Alors que le pape Léon XIV est attendu à Madrid au mois de juin, l’un des organisateurs a raconté que le pilote Aston Martin, Fernando Alonso, star de la F1 et double champion du monde, avait été proposé au Vatican pour piloter la papamobile de Benoît XVI lors d’une visite de l'ancien pape en Espagne en 2011.
Eté 2011: Fernando Alonso pointe à la 3e place au classement du championnat du monde de Formule 1. Celui qui est alors au volant d’une Ferrari est au sommet même si ses deux titres de champion du monde remontent à 2005 et 2006. Cet été-là, donc, l’Espagne, son pays, accueille la Journée mondiale de la jeunesse, un événement énorme réunissant plus d’un million de catholiques. Et le pape Benoît XVI. Pour cette visite exceptionnelle, les autorités espagnoles ont une idée originale. Ils suggèrent au Vatican que Fernando Alonso, alors âgé de 30 ans, soit le pilote de la papamobile, le véhicule qui transporte le souverain pontife à chaque déplacement.
Une policier plutôt qu'une star de F1
Réaction des services d’ordre: "Ils étaient outrés. Ils nous ont dit: 'Absolument pas!', a raconté Yago de la Cierva, coordinateur du voyage du pape Leon XIV à Madrid en juin prochain lors d’une conférence de presse. "J’ai dit: 'Je pense qu’il sait conduire, je ne pense pas que le pape coure le moindre danger.'"

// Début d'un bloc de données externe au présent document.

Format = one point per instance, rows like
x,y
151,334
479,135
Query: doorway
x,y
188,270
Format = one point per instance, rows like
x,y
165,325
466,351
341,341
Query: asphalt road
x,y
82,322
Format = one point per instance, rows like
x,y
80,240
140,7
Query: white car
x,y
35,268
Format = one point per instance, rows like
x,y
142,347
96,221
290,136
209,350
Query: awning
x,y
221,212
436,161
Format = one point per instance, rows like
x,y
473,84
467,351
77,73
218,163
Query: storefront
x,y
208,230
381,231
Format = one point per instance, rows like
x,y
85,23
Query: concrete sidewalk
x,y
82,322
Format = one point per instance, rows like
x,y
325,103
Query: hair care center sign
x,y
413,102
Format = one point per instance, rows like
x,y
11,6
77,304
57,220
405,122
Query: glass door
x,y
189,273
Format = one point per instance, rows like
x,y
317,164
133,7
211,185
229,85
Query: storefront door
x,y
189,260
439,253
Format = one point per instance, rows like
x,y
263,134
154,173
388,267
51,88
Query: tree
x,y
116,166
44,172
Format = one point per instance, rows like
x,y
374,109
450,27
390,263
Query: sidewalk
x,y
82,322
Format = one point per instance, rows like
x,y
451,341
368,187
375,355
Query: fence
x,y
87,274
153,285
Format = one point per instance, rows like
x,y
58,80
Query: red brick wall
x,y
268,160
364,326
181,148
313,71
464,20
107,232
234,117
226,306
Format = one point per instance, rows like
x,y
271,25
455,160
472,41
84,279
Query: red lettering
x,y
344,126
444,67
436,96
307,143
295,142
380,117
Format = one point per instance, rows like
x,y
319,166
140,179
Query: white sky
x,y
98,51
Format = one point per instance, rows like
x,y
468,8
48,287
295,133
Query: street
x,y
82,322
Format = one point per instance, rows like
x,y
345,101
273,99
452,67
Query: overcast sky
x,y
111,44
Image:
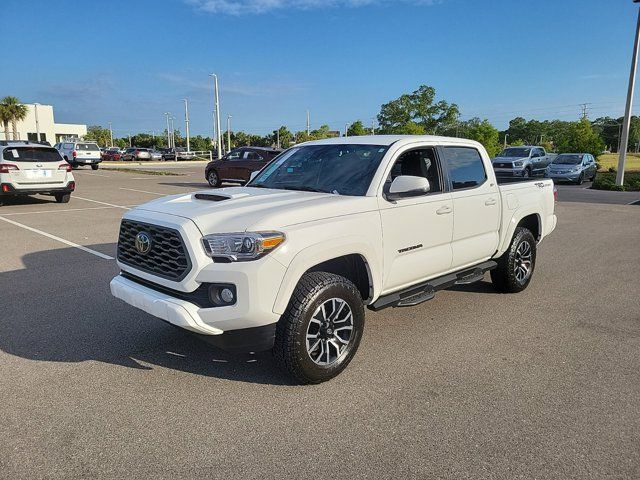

Totalement opposé à l’idée de voir la star de F1 au volant de la papamobile, les services d’ordres du Vatican lui ont préféré un officier de la police nationale, sans doute moins rapide mais davantage habitué à ce type de rassemblement de masse. Cela n’avait pas empêché l’actuel pilote Aston Martin, à la peine cette saison (zéro point au classement), d’accompagner Benoît XVI lors de son séjour en Espagne.